Berita Papua, Sentani — 2 tenaga medis di RSUD Yowari, Distrik Waibu, Kabupaten Jayapura, menjadi korban dugaan penganiayaan oleh keluarga pasien yang meninggal dunia saat menjalani perawatan di Instalasi Gawat Darurat (IGD).
Peristiwa itu terjadi pada Rabu malam (25/2/2026) sekitar pukul 20.58 WIT dan kini ditangani oleh Polres Jayapura.
2 korban dalam insiden ini adalah dr. SS (32), dokter jaga IGD, dan Zr. HT (38), perawat jaga IGD RSUD Yowari. Sementara terduga pelaku adalah SS (69), orang tua dari pasien yang meninggal.
Kejadian bermula saat pasien berinisial SS (40) dalam kondisi kritis dan tengah mendapat tindakan Resusitasi Jantung Paru (RJP) oleh tim medis. Di tengah proses penanganan, sempat terjadi ketegangan berupa adu argumen antara pihak keluarga dan petugas medis. Sekitar pukul 20.20 WIT, dokter jaga menyatakan pasien meninggal dunia. Kabar tersebut diduga memicu reaksi emosional dari keluarga yang kemudian berujung pada tindakan kekerasan fisik terhadap dokter dan perawat yang sedang bertugas.
Polres Jayapura bergerak cepat merespons insiden tersebut dengan mengumpulkan keterangan dari sejumlah saksi dan berkoordinasi dengan pihak rumah sakit untuk memastikan situasi kembali aman dan kondusif.
Kapolres Jayapura, AKBP Dionisius V.D.P. Helan menegaskan bahwa kasus ini akan ditangani secara profesional sesuai ketentuan hukum yang berlaku.
Ia mengingatkan seluruh masyarakat agar menahan diri dari tindakan yang melanggar hukum, khususnya terhadap tenaga medis yang menjalankan tugas kemanusiaan.
“Kami mengimbau seluruh masyarakat untuk tetap menahan diri dan tidak melakukan tindakan yang melanggar hukum.

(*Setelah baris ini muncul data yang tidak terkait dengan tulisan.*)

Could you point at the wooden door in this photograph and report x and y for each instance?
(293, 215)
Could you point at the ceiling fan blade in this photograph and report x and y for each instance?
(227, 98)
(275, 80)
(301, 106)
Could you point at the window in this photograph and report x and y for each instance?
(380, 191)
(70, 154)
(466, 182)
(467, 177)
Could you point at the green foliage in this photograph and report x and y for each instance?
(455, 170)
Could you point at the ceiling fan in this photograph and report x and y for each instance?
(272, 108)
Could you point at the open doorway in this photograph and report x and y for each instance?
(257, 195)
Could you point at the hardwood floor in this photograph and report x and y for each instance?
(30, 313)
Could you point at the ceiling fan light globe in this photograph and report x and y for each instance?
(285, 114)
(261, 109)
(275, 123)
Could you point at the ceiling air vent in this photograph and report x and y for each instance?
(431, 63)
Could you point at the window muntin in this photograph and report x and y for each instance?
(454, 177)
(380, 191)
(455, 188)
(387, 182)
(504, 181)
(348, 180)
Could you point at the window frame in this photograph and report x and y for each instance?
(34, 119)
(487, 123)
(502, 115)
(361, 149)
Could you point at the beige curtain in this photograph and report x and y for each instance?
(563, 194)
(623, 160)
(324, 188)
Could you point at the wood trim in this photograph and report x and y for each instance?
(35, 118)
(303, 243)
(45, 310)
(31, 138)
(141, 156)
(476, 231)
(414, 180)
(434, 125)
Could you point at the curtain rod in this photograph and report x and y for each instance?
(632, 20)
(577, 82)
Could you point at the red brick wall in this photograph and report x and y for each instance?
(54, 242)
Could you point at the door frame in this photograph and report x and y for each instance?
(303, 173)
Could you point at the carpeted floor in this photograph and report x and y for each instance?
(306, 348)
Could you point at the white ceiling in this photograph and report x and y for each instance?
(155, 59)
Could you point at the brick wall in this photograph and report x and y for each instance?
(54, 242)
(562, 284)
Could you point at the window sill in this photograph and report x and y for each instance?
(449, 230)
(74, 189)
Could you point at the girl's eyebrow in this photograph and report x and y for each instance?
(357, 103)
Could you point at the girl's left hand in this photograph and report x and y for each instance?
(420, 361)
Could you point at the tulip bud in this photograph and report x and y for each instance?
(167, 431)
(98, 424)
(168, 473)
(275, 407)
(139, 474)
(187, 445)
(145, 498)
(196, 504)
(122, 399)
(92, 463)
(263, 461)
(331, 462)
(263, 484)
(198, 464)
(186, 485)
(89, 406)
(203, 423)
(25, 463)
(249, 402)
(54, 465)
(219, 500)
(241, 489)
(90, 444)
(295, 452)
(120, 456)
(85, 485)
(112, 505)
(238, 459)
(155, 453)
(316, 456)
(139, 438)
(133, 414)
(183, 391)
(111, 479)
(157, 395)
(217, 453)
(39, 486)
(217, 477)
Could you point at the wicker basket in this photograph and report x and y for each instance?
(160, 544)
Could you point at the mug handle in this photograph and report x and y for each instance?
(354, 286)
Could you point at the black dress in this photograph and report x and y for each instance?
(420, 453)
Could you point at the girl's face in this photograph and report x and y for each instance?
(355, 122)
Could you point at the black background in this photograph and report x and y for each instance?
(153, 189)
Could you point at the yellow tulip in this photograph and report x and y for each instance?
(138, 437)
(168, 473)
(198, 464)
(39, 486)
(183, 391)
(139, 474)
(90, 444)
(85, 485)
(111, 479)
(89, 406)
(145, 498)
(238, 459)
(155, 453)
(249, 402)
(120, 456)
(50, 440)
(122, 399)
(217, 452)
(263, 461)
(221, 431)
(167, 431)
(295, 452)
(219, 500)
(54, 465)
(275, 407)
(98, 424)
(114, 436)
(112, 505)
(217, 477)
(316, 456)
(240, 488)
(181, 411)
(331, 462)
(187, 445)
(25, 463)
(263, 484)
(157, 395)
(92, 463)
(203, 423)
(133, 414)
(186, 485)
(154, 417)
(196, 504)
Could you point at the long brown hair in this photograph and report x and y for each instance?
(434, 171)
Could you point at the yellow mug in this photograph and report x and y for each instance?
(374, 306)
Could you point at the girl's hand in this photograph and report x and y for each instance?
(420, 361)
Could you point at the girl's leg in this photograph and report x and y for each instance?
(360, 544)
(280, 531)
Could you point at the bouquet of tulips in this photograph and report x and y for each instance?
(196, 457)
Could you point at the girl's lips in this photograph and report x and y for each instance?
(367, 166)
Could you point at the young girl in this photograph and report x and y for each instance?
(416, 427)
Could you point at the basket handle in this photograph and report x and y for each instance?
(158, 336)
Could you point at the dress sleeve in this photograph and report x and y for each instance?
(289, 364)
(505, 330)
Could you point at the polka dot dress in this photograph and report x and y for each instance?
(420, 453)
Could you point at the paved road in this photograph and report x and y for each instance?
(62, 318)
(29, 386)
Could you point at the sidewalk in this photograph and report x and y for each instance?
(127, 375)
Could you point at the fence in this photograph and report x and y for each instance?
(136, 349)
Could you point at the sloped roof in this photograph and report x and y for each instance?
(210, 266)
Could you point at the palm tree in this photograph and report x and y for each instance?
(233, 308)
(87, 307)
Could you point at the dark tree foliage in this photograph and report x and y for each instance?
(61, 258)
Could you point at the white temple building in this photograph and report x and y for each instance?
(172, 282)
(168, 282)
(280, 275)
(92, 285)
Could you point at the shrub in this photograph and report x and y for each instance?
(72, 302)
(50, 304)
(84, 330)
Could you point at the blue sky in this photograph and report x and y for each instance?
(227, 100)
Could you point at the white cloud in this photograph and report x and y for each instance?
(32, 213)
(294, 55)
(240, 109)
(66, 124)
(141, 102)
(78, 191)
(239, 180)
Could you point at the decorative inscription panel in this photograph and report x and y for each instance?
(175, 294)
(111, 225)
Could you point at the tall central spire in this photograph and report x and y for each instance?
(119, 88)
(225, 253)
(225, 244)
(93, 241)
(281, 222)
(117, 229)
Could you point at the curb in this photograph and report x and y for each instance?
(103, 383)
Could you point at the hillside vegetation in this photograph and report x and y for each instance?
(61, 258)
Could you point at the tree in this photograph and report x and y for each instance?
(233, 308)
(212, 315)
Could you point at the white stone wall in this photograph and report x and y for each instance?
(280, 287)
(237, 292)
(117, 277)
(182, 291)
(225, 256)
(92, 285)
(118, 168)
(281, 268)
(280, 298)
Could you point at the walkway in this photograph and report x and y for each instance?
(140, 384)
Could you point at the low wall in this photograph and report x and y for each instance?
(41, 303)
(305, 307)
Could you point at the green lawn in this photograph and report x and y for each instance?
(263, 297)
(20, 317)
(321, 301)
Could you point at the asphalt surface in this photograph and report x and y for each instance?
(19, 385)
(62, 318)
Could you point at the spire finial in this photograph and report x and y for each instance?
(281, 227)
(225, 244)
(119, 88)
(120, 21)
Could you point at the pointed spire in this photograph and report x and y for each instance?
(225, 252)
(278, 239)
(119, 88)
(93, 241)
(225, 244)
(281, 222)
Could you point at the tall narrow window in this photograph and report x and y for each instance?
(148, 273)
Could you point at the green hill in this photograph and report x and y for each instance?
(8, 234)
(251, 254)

Tenaga medis menjalankan tugas kemanusiaan yang harus dihormati dan dilindungi bersama,” tegas Kapolres.
Pascakejadian, Polres Jayapura turut meningkatkan pengamanan di lingkungan RSUD Yowari sebagai langkah antisipasi dini terhadap potensi gangguan keamanan dan ketertiban masyarakat.
Kapolres juga menyampaikan belasungkawa atas meninggalnya pasien dan berharap semua pihak dapat menyikapi peristiwa ini dengan kepala dingin serta mempercayakan penanganannya kepada aparat penegak hukum.
Kasus ini menambah daftar panjang insiden kekerasan terhadap tenaga kesehatan di fasilitas pelayanan publik, sebuah persoalan serius yang memerlukan perhatian bersama dari masyarakat maupun pemangku kebijakan.